While the base reduces, prepare the eels. Skin them by nailing the head to a board and making a shallow cut around the neck, then pulling the skin downwards with a cloth — this removes the protective mucus layer that would otherwise make them slip in the pan. Gut and wash thoroughly, then cut into five-centimetre pieces. When the braising liquid has been going for half an hour, strain out the vegetables, return the liquid to the pan, and add the eel pieces. The fish needs gentle heat now — simmer rather than boil, or the delicate flesh tears apart. Eel is gelatinous and rich; it will become tender in fifteen to twenty minutes. You'll know it's ready when a fork slides through without resistance and the flesh begins separating from the spine.
Lift out the eel pieces with a slotted spoon and spread them on a plate to cool completely. Stir the vinegar into the remaining sauce — this is your sauce piquante, the acidity cutting through the richness of the eel's natural oils and the butter. Taste and adjust seasoning now; the dish depends on this acid-salt balance.

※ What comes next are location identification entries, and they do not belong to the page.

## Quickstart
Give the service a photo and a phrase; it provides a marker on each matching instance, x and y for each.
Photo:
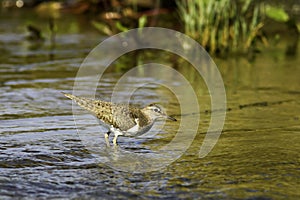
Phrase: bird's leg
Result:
(117, 133)
(115, 140)
(107, 138)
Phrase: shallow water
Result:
(43, 155)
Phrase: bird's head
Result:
(154, 111)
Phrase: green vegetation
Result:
(222, 26)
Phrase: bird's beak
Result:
(171, 118)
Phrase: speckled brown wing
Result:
(120, 116)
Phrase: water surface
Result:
(42, 154)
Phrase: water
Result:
(42, 155)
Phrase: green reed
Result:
(221, 25)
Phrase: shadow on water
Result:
(42, 155)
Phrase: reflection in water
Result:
(42, 155)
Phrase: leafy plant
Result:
(221, 25)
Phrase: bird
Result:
(121, 119)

Once the eel is cold, beat the egg in a shallow bowl and spread breadcrumbs on a separate plate. Coat each piece first in egg, then roll in breadcrumbs, pressing gently so they adhere. Shallow-fry in butter over medium-high heat until the crust turns deep golden and crisp on all sides — about three minutes total. The contrast between the crisp exterior and the soft, sweet flesh underneath is the point of this finish. Arrange on a serving dish and pour the sauce piquante around (not over) the pieces so the crust stays intact. Serve immediately while the eel is still warm and the crust holds its crack.